差し出された手を見つめて動かない少年に、王が首を傾げた。
「降りるのに助けがいるかと思ったが、いらないか?」
「あ、いや、」
「ああ、さすがにその子供を抱えたままでは無理か。では、その子はグレンの背に乗せておけばいい。風霊が落ちないように支えてくれる」
だったら僕のことだって風霊に支えさせれば良いのでは、と思ったし、そもそも王の左腕は酷い状態だ。だらりと下げられたままの腕は、やはり骨が折れているのだろう。
「貴方の腕、酷い怪我ですし……」
「気にすることはないというのに。ほら、血も止まっているだろう?」
「いくら血が止まっていたって、痛いでしょう?」
何せ、左腕にある傷口は、そのほとんどが焼け爛れている状態なのだ。王が自らやったことではあるものの、傷の状態から察するに、少年が思っている以上の痛みがあるはずである。
「心配してくれるのか。やはりお前は優しいな」
「え、いや、」
やたらと嬉しそうに微笑んだ王に、少年が困惑する。この状況で王の心配をしない方がどうかしているだろうに。
「だが、大丈夫だ。そこまで柔ではない」
そう言った王が、差し出していた右腕を伸ばして少年の腰に回す。
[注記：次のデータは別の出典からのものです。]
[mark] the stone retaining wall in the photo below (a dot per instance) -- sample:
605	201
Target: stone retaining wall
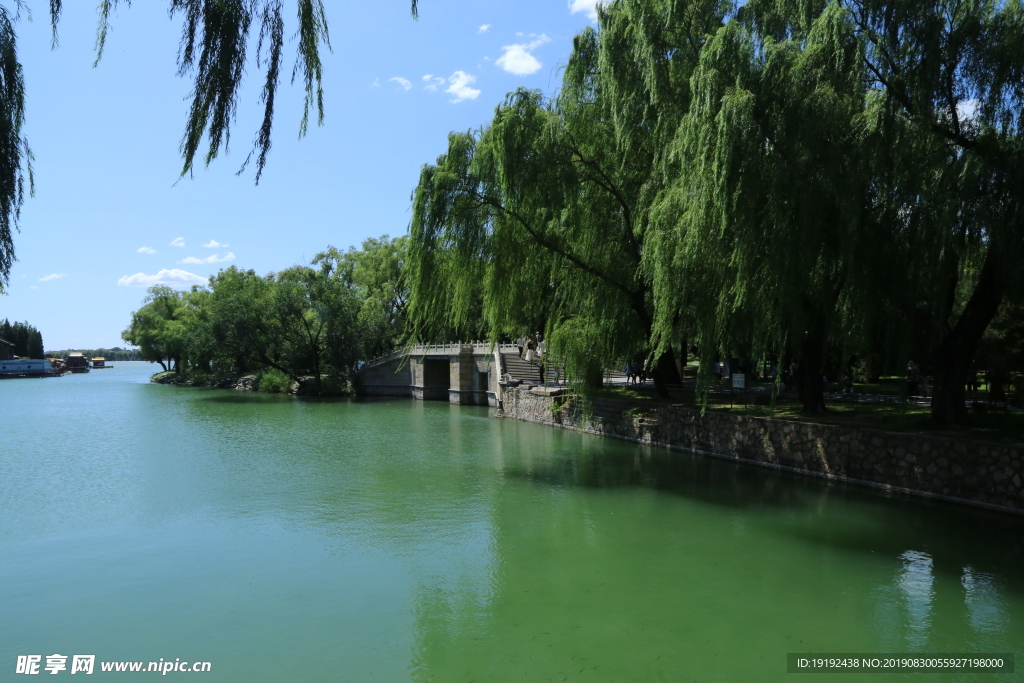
979	473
そのまま、王は片腕で軽々と少年を抱き上げてしまった。
「う、わっ、」
驚いて思わず王の肩にしがみついた少年に、王が笑う。
「安心しろ。落としはせんよ」
「いや、あの、そういう問題じゃ、」
「左腕は使っていないからな。問題ない」
だからそういう問題じゃない。そう思った少年だったが、何を言ったところでこの王はあれこれ理由をつけて少年を離しはしないだろう。仕方なく、王の腕の中で大人しくすることにする。
「……そういえば、あの、竜みたいなのとオーナーの人は、どうなったんですか……?」
「ああ。……撃退はしたが、逃がしてしまった。やはり厄介だな、あの空間魔導は」
つまり、倒しきれなかったということらしい。空間魔導が厄介だという発言から察するに、空間魔導で逃げおおせたのだろうか。魔導については魔法や魔術以上に明るくない少年だったが、あのデイガーという男の能力がとても高いようだということだけは判った。
「だが、あれだけならば、そこまで脅威的というほどでもないさ」
「はあ」
少年が間の抜けた返事しかできないのは、未だに状況をきちんと把握できていないからだ。
「……というか、貴方、そういえば、……国王陛下、なんですよね……」
激しい戦闘に巻き込まれたせいですっかり頭から飛んでいたが、そうだった。この目の前の赤い男は、あろうことかグランデル王国の国王陛下なのである。そんな人に多分二度も助けて貰った挙句、あまつさえ王獣の背中に乗るなど。
考えただけで不敬以外のなにものでもない。これが銀の国や青の国だったら、もしかすると首が飛んでいたかもしれないほどだ。いや、赤の国は温厚な国だと聞いているけれど、本当のところを知らない以上、やっぱり打ち首になる可能性はある。
さっと青ざめた少年に何を思ったのか、王は彼をそっと地面に降ろしてから、その黒紫の髪に唇を落とした。
「ひゃっ、な、なんですか……?」
「そう心配そうな顔をするものではない。お前のことは私が守る」
「は、はぁ……」
やっぱり別にそんな心配をしていたわけではないのだけれど。
しかし、あのときのような息が止まるほどの輝きこそないものの、改めて見ると、グランデル王は本当にきれいな人だと少年は思った。特に、この瞳が良い。炎を内包する金色の瞳は、こうして間近で見ているだけで蕩けてしまいそうだった。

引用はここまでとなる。